An ache builds in my legs with the need to drop to my knees beneath that table, shove down those dainty lettuce-trim shorts, and see if she tastes as heavenly as she looks. It’ll be made even sweeter when I make her scream and moan with pleasure defying all the ‘keep quiet’ signs plastered passive-aggressively on every wall. How pretty she’d be with her skin flushed from equal parts satisfaction and humiliation. A bit of humbling, just a little tumble from grace.

Publicly rejecting me not once but twice is unacceptable, after all. That’s not how you treat people, especially an old friend. Admittedly, my pride bristled when I realized that there wasn’t even a flicker of recognition when she lied to my face, but in truth, I’ve done a bit of transforming of my own— thank Aphrodite for that . But anonymity might serve me well for the time being, until I know exactly what I’m up against. Until I know how far I’ll have to go to break through the walls she’s put up around her truth. With a bit of self-restraint and the strength of my goddess, I intend to prove to her and everyone else that she wants me. And then I’ll show her just how good it is to be mine.

But first, I need a plan. Getting Becca to confront the rotting skeletons she’s kept in her closet will require tact, something I’m not predisposed to. But I can try to be patient. We’ve been playing the long game, and now victory is within my sight. All that time spent crying in my bedroom looking at old photos of our first day of school, sleepovers, and lemonade stands, stowing away memories of better times, it’ll all be worth it when she finally sees we were meant to be. Forever. Just like we always said.

That pretty picture is overshadowed by a swaying blond ponytail that blocks my view.

“Hey, Bec,” Ponytail says with reservation.

“Hey, Theresa.” Becca closes her book with a sigh and looks up at the other woman. “What’s up?”

“Don’t be like that.”

“Like what?” Becca starts packing her books away.

“Distant. Weird.” Her friend leans across the table and places a hand on hers. “You and Meg should talk. I know you two can work it out.”

“Do you know what happened?”

“No. Meg won’t say. But are you really going to throw years of friendship away over your pride?” Theresa pushes.

Becca scoffs, pulling her hand away and resuming her task. “My pride isn’t the problem. It’s not really any of your business, honestly.
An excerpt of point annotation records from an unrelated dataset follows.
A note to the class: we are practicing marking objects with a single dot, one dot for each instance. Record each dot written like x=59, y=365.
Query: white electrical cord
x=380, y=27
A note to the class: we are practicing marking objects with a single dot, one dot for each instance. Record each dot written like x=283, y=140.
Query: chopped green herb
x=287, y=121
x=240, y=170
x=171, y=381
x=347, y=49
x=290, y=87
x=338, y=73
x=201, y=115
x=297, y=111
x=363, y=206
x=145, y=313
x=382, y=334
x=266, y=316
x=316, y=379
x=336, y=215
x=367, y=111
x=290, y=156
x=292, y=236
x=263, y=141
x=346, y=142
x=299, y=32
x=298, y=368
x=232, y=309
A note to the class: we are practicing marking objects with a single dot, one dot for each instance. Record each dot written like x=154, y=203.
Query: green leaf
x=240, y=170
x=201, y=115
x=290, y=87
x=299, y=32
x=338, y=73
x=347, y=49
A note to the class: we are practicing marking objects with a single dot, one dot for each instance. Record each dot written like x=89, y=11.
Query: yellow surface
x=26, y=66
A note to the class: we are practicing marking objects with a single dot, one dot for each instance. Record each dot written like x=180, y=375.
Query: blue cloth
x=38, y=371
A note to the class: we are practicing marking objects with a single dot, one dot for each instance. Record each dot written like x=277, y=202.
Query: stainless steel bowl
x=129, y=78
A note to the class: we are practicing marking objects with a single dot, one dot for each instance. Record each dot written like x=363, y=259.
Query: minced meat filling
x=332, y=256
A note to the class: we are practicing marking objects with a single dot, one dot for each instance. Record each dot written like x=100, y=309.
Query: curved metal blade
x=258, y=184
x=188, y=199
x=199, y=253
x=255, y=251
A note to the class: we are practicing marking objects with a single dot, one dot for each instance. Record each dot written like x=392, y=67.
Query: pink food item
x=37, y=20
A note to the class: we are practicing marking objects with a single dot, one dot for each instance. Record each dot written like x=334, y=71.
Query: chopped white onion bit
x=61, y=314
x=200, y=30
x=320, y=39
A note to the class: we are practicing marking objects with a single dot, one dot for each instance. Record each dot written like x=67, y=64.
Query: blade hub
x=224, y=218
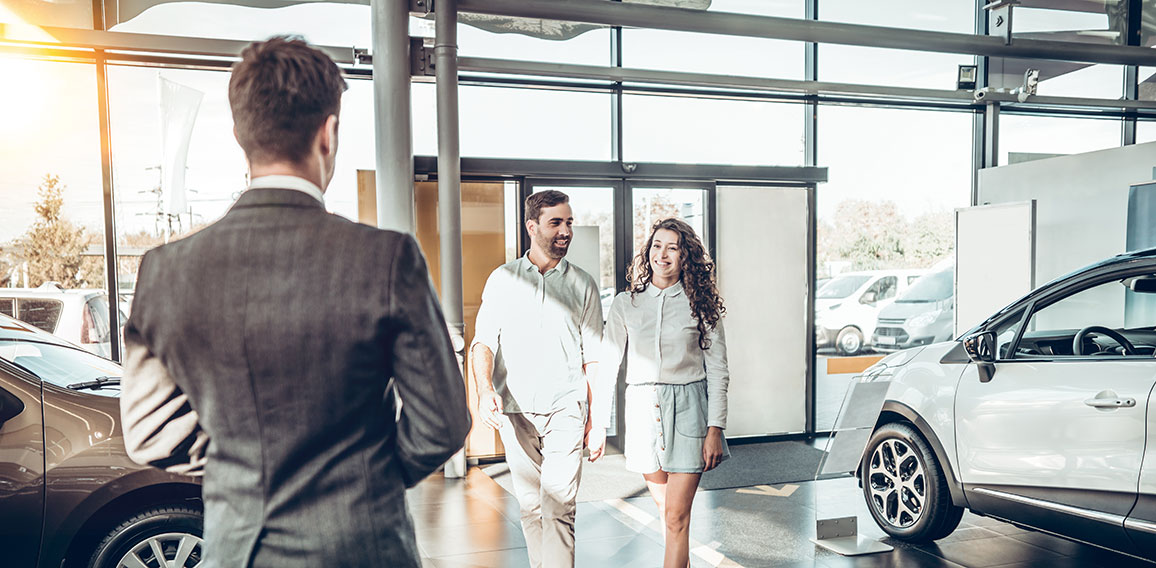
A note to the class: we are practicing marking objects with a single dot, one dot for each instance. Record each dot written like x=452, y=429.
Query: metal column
x=111, y=277
x=391, y=115
x=449, y=187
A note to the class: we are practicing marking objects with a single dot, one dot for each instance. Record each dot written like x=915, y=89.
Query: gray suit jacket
x=260, y=348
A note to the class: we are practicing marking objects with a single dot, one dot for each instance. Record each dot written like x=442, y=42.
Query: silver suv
x=1040, y=415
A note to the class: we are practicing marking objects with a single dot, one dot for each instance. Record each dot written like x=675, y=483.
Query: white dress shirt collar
x=288, y=183
x=527, y=265
x=669, y=290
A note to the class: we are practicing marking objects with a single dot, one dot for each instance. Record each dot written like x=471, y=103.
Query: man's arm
x=481, y=356
x=160, y=427
x=435, y=417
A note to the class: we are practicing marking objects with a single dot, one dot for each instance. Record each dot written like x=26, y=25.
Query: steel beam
x=660, y=17
x=392, y=124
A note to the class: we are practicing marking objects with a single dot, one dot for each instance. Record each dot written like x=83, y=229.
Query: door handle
x=1111, y=403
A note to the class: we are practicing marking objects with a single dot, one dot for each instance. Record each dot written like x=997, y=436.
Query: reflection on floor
x=473, y=522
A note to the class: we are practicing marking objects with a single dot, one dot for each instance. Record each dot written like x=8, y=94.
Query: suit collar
x=269, y=197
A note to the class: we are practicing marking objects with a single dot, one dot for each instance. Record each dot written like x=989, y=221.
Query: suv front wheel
x=905, y=487
x=158, y=537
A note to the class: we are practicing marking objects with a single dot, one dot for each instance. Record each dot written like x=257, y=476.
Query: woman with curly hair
x=676, y=377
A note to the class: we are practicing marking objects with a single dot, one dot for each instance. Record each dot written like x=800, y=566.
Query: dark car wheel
x=161, y=537
x=849, y=341
x=905, y=488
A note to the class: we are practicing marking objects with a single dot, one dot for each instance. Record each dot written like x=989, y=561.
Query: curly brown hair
x=697, y=275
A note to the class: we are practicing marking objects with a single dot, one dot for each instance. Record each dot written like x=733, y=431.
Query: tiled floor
x=473, y=522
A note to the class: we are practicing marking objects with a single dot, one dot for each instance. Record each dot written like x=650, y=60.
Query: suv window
x=98, y=310
x=58, y=364
x=41, y=312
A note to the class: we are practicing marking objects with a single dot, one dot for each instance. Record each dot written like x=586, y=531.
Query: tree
x=52, y=246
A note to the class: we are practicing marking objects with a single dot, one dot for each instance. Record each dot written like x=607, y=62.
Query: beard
x=554, y=248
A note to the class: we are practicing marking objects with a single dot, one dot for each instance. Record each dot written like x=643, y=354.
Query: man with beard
x=535, y=348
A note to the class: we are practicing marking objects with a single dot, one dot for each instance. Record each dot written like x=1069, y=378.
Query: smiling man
x=535, y=346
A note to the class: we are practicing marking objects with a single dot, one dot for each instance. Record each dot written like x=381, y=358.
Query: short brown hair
x=548, y=198
x=281, y=91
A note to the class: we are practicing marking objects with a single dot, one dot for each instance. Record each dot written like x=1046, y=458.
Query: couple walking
x=546, y=373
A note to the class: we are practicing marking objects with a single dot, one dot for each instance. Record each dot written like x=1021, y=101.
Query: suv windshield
x=931, y=288
x=840, y=287
x=59, y=364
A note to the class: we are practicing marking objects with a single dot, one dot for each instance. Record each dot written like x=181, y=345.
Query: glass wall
x=1023, y=138
x=886, y=219
x=52, y=271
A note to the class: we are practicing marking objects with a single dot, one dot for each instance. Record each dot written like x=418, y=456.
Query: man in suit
x=266, y=349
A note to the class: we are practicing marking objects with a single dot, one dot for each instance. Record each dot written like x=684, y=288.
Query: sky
x=920, y=160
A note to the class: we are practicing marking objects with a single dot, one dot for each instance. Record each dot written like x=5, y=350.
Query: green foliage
x=52, y=245
x=872, y=235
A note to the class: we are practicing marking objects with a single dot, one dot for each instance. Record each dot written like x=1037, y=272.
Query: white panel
x=994, y=248
x=762, y=267
x=1082, y=203
x=584, y=250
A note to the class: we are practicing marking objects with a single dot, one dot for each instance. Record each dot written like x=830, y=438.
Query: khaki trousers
x=543, y=452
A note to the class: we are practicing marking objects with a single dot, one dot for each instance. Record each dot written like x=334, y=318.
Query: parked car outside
x=1039, y=415
x=80, y=316
x=923, y=315
x=847, y=307
x=69, y=496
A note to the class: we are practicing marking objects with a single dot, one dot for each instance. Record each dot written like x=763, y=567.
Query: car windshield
x=931, y=288
x=59, y=364
x=840, y=287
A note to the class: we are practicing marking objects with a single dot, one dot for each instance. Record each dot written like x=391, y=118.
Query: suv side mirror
x=980, y=348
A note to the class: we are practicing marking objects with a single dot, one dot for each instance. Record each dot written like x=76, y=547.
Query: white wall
x=762, y=270
x=1081, y=212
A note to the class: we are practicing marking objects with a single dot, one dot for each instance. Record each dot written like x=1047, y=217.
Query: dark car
x=69, y=496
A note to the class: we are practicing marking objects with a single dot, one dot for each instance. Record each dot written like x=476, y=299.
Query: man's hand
x=489, y=407
x=712, y=448
x=595, y=441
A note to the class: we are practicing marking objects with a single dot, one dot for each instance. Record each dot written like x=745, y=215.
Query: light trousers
x=543, y=452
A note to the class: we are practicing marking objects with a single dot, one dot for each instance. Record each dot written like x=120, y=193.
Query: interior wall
x=763, y=278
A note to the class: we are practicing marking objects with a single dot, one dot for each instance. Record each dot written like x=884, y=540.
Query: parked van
x=923, y=315
x=847, y=307
x=79, y=316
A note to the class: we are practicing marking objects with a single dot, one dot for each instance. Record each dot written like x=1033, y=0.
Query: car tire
x=175, y=530
x=850, y=341
x=905, y=487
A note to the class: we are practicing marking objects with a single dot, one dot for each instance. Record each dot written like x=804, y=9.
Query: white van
x=80, y=316
x=846, y=307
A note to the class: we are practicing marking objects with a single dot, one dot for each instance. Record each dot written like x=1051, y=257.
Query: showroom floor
x=473, y=522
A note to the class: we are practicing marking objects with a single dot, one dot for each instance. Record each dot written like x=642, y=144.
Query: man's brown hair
x=548, y=198
x=281, y=93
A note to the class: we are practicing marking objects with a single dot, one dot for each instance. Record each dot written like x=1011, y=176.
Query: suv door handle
x=1111, y=403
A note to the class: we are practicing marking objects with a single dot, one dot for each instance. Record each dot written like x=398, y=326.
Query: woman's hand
x=712, y=448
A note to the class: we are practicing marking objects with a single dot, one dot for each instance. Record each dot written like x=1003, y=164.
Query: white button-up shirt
x=661, y=334
x=288, y=183
x=541, y=329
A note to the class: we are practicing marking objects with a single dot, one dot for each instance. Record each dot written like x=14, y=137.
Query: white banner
x=178, y=113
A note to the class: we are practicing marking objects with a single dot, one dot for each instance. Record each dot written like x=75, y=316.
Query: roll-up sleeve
x=718, y=377
x=614, y=349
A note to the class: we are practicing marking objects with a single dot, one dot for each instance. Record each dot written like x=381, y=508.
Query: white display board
x=763, y=278
x=994, y=259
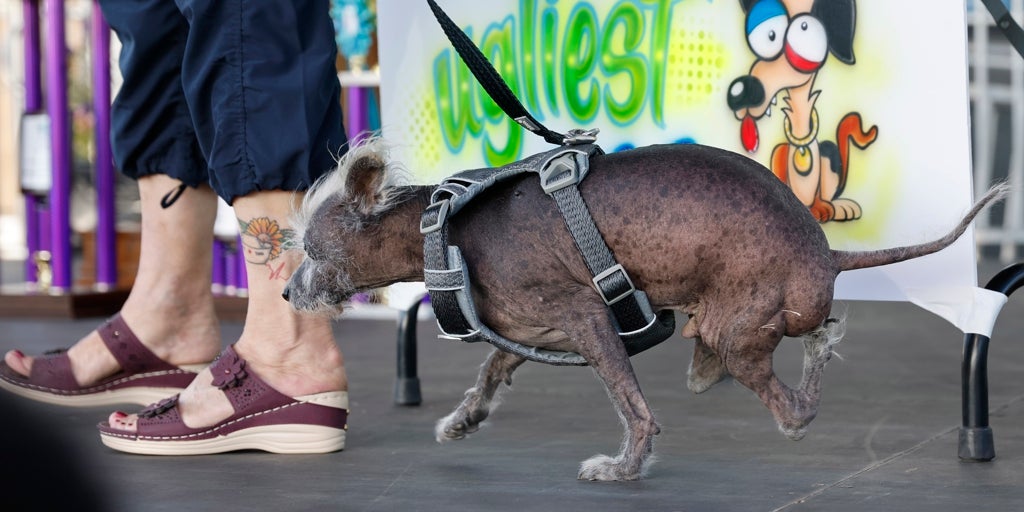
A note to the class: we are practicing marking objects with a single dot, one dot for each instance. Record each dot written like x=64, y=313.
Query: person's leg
x=262, y=87
x=170, y=307
x=295, y=354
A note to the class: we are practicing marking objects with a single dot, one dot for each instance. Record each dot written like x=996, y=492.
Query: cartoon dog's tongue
x=749, y=134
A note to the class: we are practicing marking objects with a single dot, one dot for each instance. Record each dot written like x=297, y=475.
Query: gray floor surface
x=885, y=438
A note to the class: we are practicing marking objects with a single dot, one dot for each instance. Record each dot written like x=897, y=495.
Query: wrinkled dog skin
x=701, y=230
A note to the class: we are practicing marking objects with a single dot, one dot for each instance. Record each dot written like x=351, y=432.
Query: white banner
x=868, y=102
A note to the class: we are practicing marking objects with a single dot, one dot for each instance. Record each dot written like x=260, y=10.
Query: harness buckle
x=559, y=173
x=441, y=208
x=577, y=136
x=613, y=281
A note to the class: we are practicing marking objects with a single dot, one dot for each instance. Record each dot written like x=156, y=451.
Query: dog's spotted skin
x=701, y=230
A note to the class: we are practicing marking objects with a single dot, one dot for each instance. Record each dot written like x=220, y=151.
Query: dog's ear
x=364, y=182
x=840, y=18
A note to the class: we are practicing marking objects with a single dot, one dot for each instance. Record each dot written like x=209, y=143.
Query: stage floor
x=885, y=438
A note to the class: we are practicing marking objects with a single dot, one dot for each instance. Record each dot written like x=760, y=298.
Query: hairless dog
x=704, y=231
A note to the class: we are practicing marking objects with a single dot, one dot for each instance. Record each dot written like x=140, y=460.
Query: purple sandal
x=143, y=377
x=263, y=419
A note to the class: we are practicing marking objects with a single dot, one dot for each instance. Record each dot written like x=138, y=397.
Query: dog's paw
x=604, y=468
x=454, y=427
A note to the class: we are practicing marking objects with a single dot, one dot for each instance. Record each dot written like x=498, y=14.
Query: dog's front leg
x=604, y=351
x=478, y=402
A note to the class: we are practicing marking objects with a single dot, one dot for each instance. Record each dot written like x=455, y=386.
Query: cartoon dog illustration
x=792, y=39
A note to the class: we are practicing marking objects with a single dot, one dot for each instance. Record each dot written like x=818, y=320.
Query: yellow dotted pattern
x=696, y=65
x=423, y=131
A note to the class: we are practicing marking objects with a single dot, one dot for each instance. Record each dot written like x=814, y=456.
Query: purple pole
x=56, y=105
x=107, y=261
x=356, y=114
x=33, y=102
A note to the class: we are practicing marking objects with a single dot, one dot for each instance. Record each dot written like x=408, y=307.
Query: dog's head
x=334, y=222
x=791, y=39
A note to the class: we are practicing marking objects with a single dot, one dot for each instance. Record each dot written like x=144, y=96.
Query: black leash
x=1007, y=24
x=491, y=80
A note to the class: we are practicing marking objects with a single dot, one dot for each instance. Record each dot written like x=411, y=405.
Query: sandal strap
x=52, y=371
x=133, y=356
x=244, y=390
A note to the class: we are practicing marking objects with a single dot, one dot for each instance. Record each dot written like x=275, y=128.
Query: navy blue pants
x=243, y=94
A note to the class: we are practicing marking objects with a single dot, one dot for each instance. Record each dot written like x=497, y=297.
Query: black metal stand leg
x=407, y=385
x=976, y=441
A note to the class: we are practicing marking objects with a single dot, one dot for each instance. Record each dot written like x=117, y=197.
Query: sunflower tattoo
x=263, y=240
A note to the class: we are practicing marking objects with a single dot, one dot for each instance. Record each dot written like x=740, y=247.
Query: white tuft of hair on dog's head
x=332, y=184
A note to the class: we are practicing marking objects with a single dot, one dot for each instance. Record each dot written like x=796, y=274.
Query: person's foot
x=293, y=371
x=178, y=336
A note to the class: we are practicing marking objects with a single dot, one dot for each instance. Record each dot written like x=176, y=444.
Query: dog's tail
x=851, y=260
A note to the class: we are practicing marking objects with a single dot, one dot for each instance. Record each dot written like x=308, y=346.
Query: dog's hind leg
x=707, y=368
x=478, y=402
x=793, y=409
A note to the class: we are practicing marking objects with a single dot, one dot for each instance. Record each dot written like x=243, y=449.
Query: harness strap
x=446, y=278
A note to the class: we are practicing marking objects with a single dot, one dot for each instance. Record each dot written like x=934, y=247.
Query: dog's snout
x=745, y=91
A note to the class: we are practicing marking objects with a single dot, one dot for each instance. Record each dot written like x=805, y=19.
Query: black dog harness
x=560, y=171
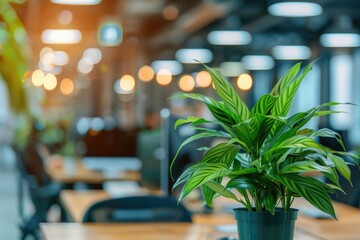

If Meg wants to talk to me, she can.”

And with that, my recon mission ends on a sour note as Becca makes her way out of the library as quickly as possible. Thanks a lot Theresa.

But I can’t be completely pissed at her; she’s served the important purpose of reminding me about a potential sticking point in my plan, Meg . Becca’s jealous best friend who’s hopelessly in love with her. Too bad for Meg, I held that role first, and I’m not willing to back down. Becca has been and always will be, mine .

I pity anyone who stands in the way of that. While Aphrodite might be best associated with love and beauty, she’s also been worshipped as a war goddess, and as they say, all is fair in love and war.